Les diapositives alchimiques de Ian Ruhter
Dans le fond de mon écran plasma, j’aime voir que certains artistes créent de belles choses pour dépasser l’art d’usage, trop souvent sans charme. Le high-tech performe un peu plus tous les jours que Dieu fait, mais le vintage est dans l’air du temps. Le vieux devient tendance. Arty et hipsters se délectent de ce renversement. Ils pensent être à part, jouissent de leur statut intemporel et surdimensionné, de leur collection de vinyles et de cassettes qui s’arrachent à prix d’or dans les marchés des quartiers underground, de leurs vêtements faussement usés. Se confondre dans la masse – « Vade Retro Satana, plutôt mourir », pensent-ils. Une subversion en toc qui tourne en rond, noyée par la mode elle-même. J’avoue néanmoins que le mélange des technologies actuelles à celles de ces déréglés génère beaucoup de projets gracieux et audacieux. Un méli-mélo temporel qu’on a du mal à expliquer.

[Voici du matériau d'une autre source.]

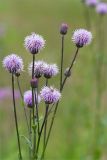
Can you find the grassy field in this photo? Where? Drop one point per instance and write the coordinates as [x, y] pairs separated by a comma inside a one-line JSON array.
[[73, 132]]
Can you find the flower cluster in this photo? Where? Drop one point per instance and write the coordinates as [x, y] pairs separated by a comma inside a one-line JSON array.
[[13, 63], [50, 95], [34, 43], [38, 68], [91, 3], [42, 68], [28, 98], [101, 8]]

Arrêt, réflexe cérébral. L’élan est trop grand. Je m’éloigne de mon sujet, trop étourdit pour m’en rapprocher.
The Bell & The Crown, Chiswick, 11 h 38. Mon troisième café de la matinée fume encore dans la pénombre feutrée du pub. Les courants d’air frôlent la moquette et raccourcissent mes orteils. La brume dorée du matin n’a pas encore donné sa place à l’air doux de ces derniers jours. Le lit de la Tamise sillonne les petits carreaux de la fenêtre, débarrassés du reflet de la crue hebdomadaire. J’entends les cygnes du coin battre de l’aile sur le quai, sorte de reconnaissance au don de pain rassis des passants émerveillés par la blancheur de leurs plumes. Le barman n’entend rien. Il aime mieux siffler du Michael Bubblé pour donner une seconde jeunesse au son grisé de la radio. Sous ce bruit doucement aigu, je continue à faire défiler sur mon ordinateur le portfolio du site de Ian Ruhter.

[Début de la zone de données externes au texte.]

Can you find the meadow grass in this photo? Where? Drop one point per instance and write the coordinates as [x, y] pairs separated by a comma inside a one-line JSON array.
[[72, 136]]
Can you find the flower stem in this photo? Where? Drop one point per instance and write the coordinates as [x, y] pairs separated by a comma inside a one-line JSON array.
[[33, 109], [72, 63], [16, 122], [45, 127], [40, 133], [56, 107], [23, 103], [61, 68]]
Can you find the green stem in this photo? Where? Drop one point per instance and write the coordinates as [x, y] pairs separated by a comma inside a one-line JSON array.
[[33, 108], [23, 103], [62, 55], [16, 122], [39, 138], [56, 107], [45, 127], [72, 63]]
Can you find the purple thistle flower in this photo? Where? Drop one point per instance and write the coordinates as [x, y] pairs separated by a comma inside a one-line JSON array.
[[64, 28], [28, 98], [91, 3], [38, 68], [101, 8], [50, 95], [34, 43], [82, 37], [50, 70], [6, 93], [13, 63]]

J’y vois des paysages de grands espaces, des visages mélancoliques, des arbres mousseux, des cascades de gel, des nuances de bronze et d’argent sur des auréoles de fumée vieillies et craquelées. Ce photographe américain utilise tout l’attirail d’un dangereux alchimiste. Il capte de son établi, une sorte de camion à glace muni d’un trou alvéolé, les images du dehors qui réverbèrent sur des plaques métalliques nimbées de substances corrosives. Avec son Photomaton ambulant, il revoit en soi la technique originelle de la photographie. « Chaque portrait, chaque paysage, chaque photo sont une image originale. C’est un moment gelé dans le temps. J’ai construit un appareil photo, j’ai créé une machine à voyager dans le temps ». Bricoleur passionné d’un art en évolution, il préconise le charme archaïque de l’image au détriment du numérique, préfère la couleur mate d’un rouleau de négatifs et laisse aux plus aguerris la complexité de Photoshop.
Je me rappelle maintenant des diapositives de mon enfance, de ces soirées familiales où le patriarche s’improvise en maître de cérémonie en expliquant pour la xième le pourquoi du comment de chaque prise. Mes yeux se faisaient lourd, la tête sur l’épaule maternelle, mon corps racorni dans les cousins de plumes et bercé par le crépitement du rétro projecteur.